Thanks! I think the build env way you’re suggesting is actually better than storing the token in a file.

Yes, I’m recently seeing the same issues. Thanks for your solution. A bit of clarification… where is the hooks/pre_build file? Is it in the repo from github that you link to the dockerhub image?

I got it working… many thanks for the help!!! Would have been nice for dockerhub to mention this ahead of time

The hooks/pre_build file goes into the git repo. I would also recommend storing the token in a build environment rather than in a file in the git repo.

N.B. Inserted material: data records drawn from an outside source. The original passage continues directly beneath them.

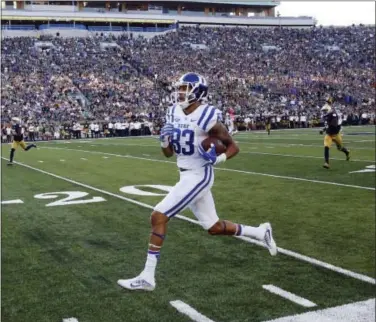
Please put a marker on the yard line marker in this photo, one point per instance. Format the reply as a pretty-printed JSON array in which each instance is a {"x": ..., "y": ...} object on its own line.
[
  {"x": 304, "y": 156},
  {"x": 359, "y": 311},
  {"x": 9, "y": 202},
  {"x": 289, "y": 296},
  {"x": 253, "y": 148},
  {"x": 287, "y": 252},
  {"x": 289, "y": 145},
  {"x": 189, "y": 311},
  {"x": 226, "y": 169}
]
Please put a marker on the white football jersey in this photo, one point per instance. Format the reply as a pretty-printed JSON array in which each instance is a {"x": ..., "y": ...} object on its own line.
[{"x": 189, "y": 131}]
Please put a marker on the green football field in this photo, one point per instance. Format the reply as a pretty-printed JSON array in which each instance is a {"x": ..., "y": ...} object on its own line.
[{"x": 75, "y": 219}]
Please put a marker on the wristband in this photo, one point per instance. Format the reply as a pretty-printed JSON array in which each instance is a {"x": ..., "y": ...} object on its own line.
[{"x": 221, "y": 158}]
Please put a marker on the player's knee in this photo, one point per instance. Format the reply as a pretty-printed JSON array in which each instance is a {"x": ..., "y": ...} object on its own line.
[
  {"x": 157, "y": 218},
  {"x": 216, "y": 229}
]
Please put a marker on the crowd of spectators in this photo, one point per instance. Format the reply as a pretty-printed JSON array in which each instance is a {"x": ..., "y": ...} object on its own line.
[{"x": 287, "y": 73}]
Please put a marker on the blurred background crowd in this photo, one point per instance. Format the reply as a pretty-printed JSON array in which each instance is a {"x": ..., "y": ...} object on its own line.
[{"x": 75, "y": 87}]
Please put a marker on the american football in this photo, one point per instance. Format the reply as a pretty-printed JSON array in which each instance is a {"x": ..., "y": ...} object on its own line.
[{"x": 219, "y": 146}]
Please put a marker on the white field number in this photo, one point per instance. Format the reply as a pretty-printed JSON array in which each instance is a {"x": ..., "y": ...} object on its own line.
[{"x": 70, "y": 199}]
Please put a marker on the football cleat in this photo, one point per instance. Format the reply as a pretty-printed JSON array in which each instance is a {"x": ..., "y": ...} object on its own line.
[
  {"x": 268, "y": 239},
  {"x": 137, "y": 283},
  {"x": 348, "y": 156}
]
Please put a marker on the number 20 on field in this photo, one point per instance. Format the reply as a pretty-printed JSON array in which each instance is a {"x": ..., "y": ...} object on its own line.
[{"x": 75, "y": 197}]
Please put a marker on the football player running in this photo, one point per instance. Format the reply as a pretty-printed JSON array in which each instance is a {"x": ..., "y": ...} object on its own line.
[
  {"x": 333, "y": 132},
  {"x": 188, "y": 122},
  {"x": 18, "y": 139}
]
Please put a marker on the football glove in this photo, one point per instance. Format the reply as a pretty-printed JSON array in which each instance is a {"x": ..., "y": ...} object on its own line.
[
  {"x": 211, "y": 155},
  {"x": 166, "y": 133}
]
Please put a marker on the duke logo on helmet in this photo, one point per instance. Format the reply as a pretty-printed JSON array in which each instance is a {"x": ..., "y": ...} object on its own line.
[{"x": 190, "y": 88}]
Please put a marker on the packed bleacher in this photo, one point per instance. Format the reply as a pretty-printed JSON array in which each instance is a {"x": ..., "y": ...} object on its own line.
[{"x": 286, "y": 73}]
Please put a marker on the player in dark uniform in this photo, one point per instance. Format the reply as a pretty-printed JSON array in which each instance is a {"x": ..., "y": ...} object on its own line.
[
  {"x": 268, "y": 124},
  {"x": 18, "y": 141},
  {"x": 332, "y": 130}
]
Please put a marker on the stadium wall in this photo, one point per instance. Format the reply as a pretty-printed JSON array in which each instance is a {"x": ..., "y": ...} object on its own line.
[
  {"x": 158, "y": 18},
  {"x": 69, "y": 33}
]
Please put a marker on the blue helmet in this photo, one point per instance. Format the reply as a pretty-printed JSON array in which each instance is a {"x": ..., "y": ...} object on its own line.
[{"x": 196, "y": 89}]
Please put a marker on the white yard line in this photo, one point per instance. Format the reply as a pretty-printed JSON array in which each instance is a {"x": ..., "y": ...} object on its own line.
[
  {"x": 248, "y": 152},
  {"x": 287, "y": 252},
  {"x": 304, "y": 156},
  {"x": 359, "y": 311},
  {"x": 189, "y": 311},
  {"x": 299, "y": 145},
  {"x": 10, "y": 202},
  {"x": 289, "y": 296},
  {"x": 224, "y": 169}
]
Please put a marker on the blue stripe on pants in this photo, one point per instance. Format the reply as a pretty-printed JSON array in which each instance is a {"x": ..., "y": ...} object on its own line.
[{"x": 192, "y": 194}]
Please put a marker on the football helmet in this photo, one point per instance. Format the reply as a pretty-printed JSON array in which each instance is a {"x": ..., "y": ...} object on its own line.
[{"x": 190, "y": 88}]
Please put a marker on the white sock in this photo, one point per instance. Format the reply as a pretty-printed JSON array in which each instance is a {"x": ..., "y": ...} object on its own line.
[
  {"x": 249, "y": 231},
  {"x": 150, "y": 265}
]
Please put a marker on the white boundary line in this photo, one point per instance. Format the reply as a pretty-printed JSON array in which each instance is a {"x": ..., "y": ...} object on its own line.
[
  {"x": 9, "y": 202},
  {"x": 189, "y": 311},
  {"x": 222, "y": 169},
  {"x": 289, "y": 296},
  {"x": 358, "y": 311},
  {"x": 248, "y": 152},
  {"x": 287, "y": 252},
  {"x": 304, "y": 156}
]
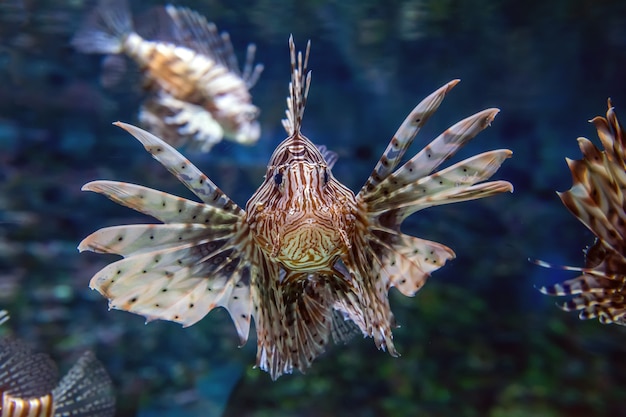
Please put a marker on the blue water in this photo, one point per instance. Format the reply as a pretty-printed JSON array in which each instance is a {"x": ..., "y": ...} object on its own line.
[{"x": 478, "y": 340}]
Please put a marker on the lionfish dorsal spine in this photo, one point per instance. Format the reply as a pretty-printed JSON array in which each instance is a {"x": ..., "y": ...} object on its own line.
[{"x": 298, "y": 88}]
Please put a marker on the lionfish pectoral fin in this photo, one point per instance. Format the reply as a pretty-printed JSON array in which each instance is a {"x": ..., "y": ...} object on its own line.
[
  {"x": 405, "y": 134},
  {"x": 184, "y": 170},
  {"x": 181, "y": 283},
  {"x": 165, "y": 207},
  {"x": 459, "y": 182},
  {"x": 184, "y": 122},
  {"x": 409, "y": 261},
  {"x": 86, "y": 390},
  {"x": 105, "y": 29}
]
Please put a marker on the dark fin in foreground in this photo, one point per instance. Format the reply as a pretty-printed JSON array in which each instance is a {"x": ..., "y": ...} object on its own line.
[
  {"x": 86, "y": 390},
  {"x": 23, "y": 373}
]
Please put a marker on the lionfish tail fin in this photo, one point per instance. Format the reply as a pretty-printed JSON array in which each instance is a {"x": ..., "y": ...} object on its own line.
[
  {"x": 298, "y": 88},
  {"x": 85, "y": 391},
  {"x": 105, "y": 29}
]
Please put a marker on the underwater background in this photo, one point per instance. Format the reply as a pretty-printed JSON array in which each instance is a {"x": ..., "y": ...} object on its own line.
[{"x": 478, "y": 340}]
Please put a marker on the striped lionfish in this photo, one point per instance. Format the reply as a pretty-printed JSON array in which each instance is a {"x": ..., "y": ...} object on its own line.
[
  {"x": 307, "y": 259},
  {"x": 597, "y": 200},
  {"x": 198, "y": 94},
  {"x": 28, "y": 385}
]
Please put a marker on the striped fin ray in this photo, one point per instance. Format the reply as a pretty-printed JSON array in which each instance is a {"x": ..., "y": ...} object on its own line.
[
  {"x": 181, "y": 283},
  {"x": 612, "y": 136},
  {"x": 86, "y": 390},
  {"x": 23, "y": 373},
  {"x": 405, "y": 135},
  {"x": 298, "y": 88},
  {"x": 443, "y": 147},
  {"x": 27, "y": 407},
  {"x": 366, "y": 304},
  {"x": 595, "y": 297},
  {"x": 136, "y": 239},
  {"x": 453, "y": 184},
  {"x": 597, "y": 199},
  {"x": 184, "y": 170},
  {"x": 162, "y": 206}
]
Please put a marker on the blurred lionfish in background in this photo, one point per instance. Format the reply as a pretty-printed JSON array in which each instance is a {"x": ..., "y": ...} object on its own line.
[
  {"x": 597, "y": 199},
  {"x": 307, "y": 259},
  {"x": 198, "y": 95},
  {"x": 28, "y": 384}
]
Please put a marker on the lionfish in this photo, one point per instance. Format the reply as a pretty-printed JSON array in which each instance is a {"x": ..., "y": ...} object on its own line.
[
  {"x": 28, "y": 384},
  {"x": 597, "y": 199},
  {"x": 198, "y": 93},
  {"x": 307, "y": 259}
]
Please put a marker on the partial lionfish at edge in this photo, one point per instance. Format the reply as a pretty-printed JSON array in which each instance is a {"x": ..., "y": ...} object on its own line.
[
  {"x": 214, "y": 254},
  {"x": 597, "y": 199}
]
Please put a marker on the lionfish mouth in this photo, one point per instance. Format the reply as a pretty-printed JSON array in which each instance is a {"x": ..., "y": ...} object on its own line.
[{"x": 308, "y": 246}]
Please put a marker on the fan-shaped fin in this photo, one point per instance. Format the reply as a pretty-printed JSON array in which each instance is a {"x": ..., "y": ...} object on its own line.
[
  {"x": 405, "y": 135},
  {"x": 184, "y": 170},
  {"x": 162, "y": 206},
  {"x": 143, "y": 238},
  {"x": 447, "y": 186}
]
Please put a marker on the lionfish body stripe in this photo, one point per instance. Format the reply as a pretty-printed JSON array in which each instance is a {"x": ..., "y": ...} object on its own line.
[
  {"x": 308, "y": 260},
  {"x": 198, "y": 94},
  {"x": 597, "y": 199}
]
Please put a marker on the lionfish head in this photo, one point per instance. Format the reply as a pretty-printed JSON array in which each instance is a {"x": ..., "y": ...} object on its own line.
[{"x": 300, "y": 216}]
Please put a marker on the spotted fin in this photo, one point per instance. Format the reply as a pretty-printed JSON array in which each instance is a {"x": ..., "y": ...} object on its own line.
[
  {"x": 184, "y": 170},
  {"x": 181, "y": 270},
  {"x": 182, "y": 283},
  {"x": 404, "y": 136},
  {"x": 412, "y": 187},
  {"x": 408, "y": 261},
  {"x": 86, "y": 390},
  {"x": 162, "y": 206}
]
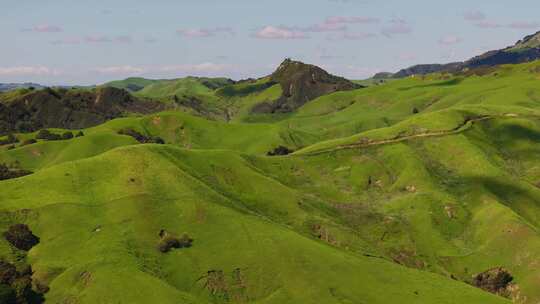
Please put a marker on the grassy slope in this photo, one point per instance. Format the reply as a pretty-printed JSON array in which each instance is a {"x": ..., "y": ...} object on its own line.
[
  {"x": 266, "y": 208},
  {"x": 116, "y": 208}
]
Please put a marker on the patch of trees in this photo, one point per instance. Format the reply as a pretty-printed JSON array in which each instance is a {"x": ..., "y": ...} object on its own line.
[
  {"x": 16, "y": 285},
  {"x": 21, "y": 237},
  {"x": 7, "y": 172},
  {"x": 10, "y": 139},
  {"x": 496, "y": 280},
  {"x": 280, "y": 150},
  {"x": 48, "y": 135},
  {"x": 141, "y": 138},
  {"x": 170, "y": 241}
]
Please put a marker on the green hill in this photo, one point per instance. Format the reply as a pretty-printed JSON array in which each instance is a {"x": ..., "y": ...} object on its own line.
[{"x": 401, "y": 192}]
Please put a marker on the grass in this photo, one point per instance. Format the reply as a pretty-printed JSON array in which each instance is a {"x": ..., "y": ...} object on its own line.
[{"x": 335, "y": 222}]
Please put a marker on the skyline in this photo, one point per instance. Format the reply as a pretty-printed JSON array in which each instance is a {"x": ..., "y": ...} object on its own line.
[{"x": 90, "y": 43}]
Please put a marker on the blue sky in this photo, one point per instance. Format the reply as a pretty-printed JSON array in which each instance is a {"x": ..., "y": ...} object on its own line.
[{"x": 90, "y": 42}]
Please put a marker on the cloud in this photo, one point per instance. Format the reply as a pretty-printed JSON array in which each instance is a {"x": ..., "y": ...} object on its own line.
[
  {"x": 44, "y": 28},
  {"x": 350, "y": 36},
  {"x": 205, "y": 32},
  {"x": 487, "y": 25},
  {"x": 28, "y": 71},
  {"x": 474, "y": 16},
  {"x": 524, "y": 25},
  {"x": 107, "y": 39},
  {"x": 125, "y": 69},
  {"x": 406, "y": 56},
  {"x": 396, "y": 27},
  {"x": 280, "y": 32},
  {"x": 351, "y": 20},
  {"x": 324, "y": 27},
  {"x": 150, "y": 40},
  {"x": 207, "y": 67},
  {"x": 66, "y": 41},
  {"x": 449, "y": 40}
]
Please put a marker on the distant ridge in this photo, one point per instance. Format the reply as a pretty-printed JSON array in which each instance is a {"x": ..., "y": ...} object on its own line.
[{"x": 525, "y": 50}]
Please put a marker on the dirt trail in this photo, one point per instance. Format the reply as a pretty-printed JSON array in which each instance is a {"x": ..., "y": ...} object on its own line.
[{"x": 467, "y": 124}]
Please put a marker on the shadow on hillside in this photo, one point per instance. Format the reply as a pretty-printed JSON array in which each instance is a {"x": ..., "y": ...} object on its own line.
[
  {"x": 522, "y": 198},
  {"x": 447, "y": 83}
]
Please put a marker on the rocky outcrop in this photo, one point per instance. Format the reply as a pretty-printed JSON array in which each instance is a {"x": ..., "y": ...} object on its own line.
[
  {"x": 69, "y": 109},
  {"x": 301, "y": 83}
]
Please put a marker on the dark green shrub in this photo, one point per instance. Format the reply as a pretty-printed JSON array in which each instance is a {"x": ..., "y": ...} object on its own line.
[
  {"x": 47, "y": 135},
  {"x": 9, "y": 173},
  {"x": 169, "y": 241},
  {"x": 281, "y": 150},
  {"x": 67, "y": 135},
  {"x": 27, "y": 142},
  {"x": 7, "y": 295},
  {"x": 10, "y": 139},
  {"x": 20, "y": 236}
]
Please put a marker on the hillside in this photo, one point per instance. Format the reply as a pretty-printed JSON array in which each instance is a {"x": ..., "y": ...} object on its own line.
[
  {"x": 411, "y": 191},
  {"x": 525, "y": 50},
  {"x": 29, "y": 110}
]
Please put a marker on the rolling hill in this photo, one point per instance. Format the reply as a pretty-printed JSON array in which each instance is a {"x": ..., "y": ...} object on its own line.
[{"x": 418, "y": 190}]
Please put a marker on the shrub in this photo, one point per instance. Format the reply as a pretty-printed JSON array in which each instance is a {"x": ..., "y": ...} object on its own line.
[
  {"x": 494, "y": 280},
  {"x": 169, "y": 241},
  {"x": 7, "y": 294},
  {"x": 10, "y": 139},
  {"x": 141, "y": 138},
  {"x": 27, "y": 142},
  {"x": 9, "y": 173},
  {"x": 67, "y": 135},
  {"x": 280, "y": 150},
  {"x": 20, "y": 236},
  {"x": 47, "y": 135},
  {"x": 8, "y": 273}
]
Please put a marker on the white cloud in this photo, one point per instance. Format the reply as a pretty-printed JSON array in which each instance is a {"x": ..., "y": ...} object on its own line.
[
  {"x": 28, "y": 71},
  {"x": 280, "y": 32},
  {"x": 524, "y": 25},
  {"x": 488, "y": 25},
  {"x": 207, "y": 67},
  {"x": 449, "y": 40},
  {"x": 397, "y": 27},
  {"x": 44, "y": 28},
  {"x": 125, "y": 69},
  {"x": 205, "y": 32},
  {"x": 351, "y": 20},
  {"x": 474, "y": 16}
]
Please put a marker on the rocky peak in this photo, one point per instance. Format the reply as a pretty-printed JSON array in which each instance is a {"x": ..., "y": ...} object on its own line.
[{"x": 301, "y": 83}]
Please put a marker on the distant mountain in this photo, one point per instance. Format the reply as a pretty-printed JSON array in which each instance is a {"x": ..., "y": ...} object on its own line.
[
  {"x": 301, "y": 83},
  {"x": 12, "y": 86},
  {"x": 525, "y": 50},
  {"x": 30, "y": 110}
]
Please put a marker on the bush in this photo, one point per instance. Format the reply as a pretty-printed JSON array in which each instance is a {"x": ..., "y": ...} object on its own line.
[
  {"x": 281, "y": 150},
  {"x": 47, "y": 135},
  {"x": 7, "y": 294},
  {"x": 27, "y": 142},
  {"x": 141, "y": 138},
  {"x": 8, "y": 273},
  {"x": 67, "y": 135},
  {"x": 169, "y": 241},
  {"x": 494, "y": 280},
  {"x": 10, "y": 139},
  {"x": 9, "y": 173},
  {"x": 20, "y": 236}
]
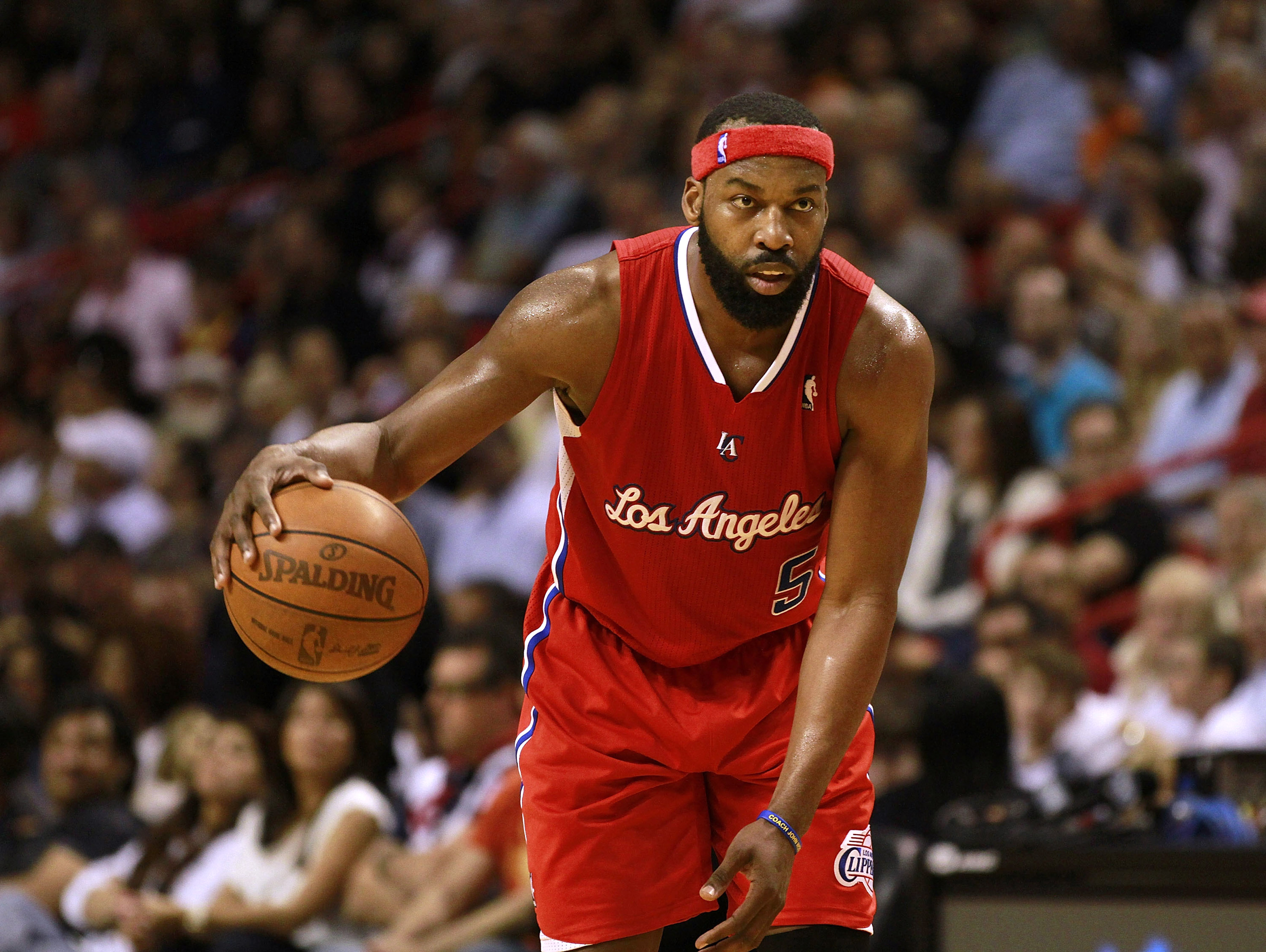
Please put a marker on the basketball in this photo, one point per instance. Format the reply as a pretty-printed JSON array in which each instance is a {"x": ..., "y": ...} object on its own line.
[{"x": 340, "y": 593}]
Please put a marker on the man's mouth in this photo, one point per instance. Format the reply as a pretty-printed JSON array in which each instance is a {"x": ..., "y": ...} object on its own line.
[{"x": 770, "y": 279}]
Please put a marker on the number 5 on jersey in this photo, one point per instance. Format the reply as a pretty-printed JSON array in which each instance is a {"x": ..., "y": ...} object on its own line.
[{"x": 794, "y": 579}]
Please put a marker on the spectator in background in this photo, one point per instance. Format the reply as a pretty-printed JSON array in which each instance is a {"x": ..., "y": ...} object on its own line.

Unfortunately I cannot edit my answer above.

We’ve changed our setup to have images built from github using github actions and local github runners. That way, you can use secrets in github to hold the personal access token and you don’t need to manually use “Docker login” as there are github actions for that purpose. We then push the resulting image to docker hub, rendering it merely as a registry. I hope this bug gets resolved quickly. For now, we didn’t get any response on our supportrequest yet.